This is a great book review about food. Food for soldiers. Remember I told you the quote? Amateurs talk about tactics. Professionals talk about logistics. In whichever field of work son, you have to have a firm grasp of logistics. Most activities are won or lost due to logistics. In the business world as well. That's what is going to give you the reputation of competence. As and how you rise through the ranks, your job is to ensure that men materials and money are available in the right time at the right place at the right amounts. Alexander said, if I lose a battle I come back and kill my logistician. 

Details son details. That's the key. Think of the logistics of feeding a million soldiers in the middle of wartime. 

Love

Baba. 

Canadian Military History – Review of Rachel Duffett’s The Stomach for Fighting: Food and the Soldiers of the Great War by Matthew Walthert
http://www.canadianmilitaryhistory.ca/review-of-rachel-duffetts-the-stomach-for-fighting-food-and-the-soldiers-of-the-great-war-by-matthew-walthert/


Rachel Duffett, The Stomach for Fighting: Food and the Soldiers of the Great War (Manchester: Manchester University Press, 2012). 269 pages.

Reviewed by Matthew Walthert (Carleton University)

Anyone who has studied the First World War has read about the food. Complaints about bully beef, alternate uses for rock-hard biscuits, and generals fattening themselves behind the lines while the troops suffered from ration shortages at the front are common features of many Great War histories. Despite these oft-repeated stories, the enlisted man’s relationship with his food (official ration and otherwise) has not been the subject of a scholarly, book-length study, until now. Using the diaries and memoirs of the rank-and-file soldiers of the British Expeditionary Force (BEF), Rachel Duffett has put together a detailed review of ordinary soldiers’ experiences with food on the Western Front.

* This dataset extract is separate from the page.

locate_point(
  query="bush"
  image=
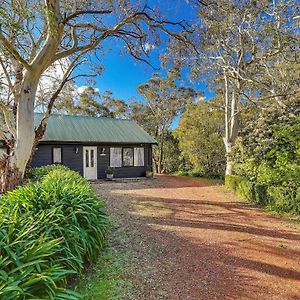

In The Stomach for Fighting, Duffett exposes truisms –  such as the enlisted men having better diets in the military than in pre-war, working-class England – which have crept out of sometimes self-congratulatory official statistics and histories, or overly-optimistic army ration scales. In The Last Great War, Adrian Gregory explored some of these clichés, particularly as they related to the British home front. Here, Duffett turns to the actual soldiers, whose caloric needs were being met, but were often less-than-thrilled with their food. Using a variety of published and unpublished letters, diaries and memoirs, she breaks new ground in looking not only at what (and how much) enlisted men ate, but also their reactions to their food.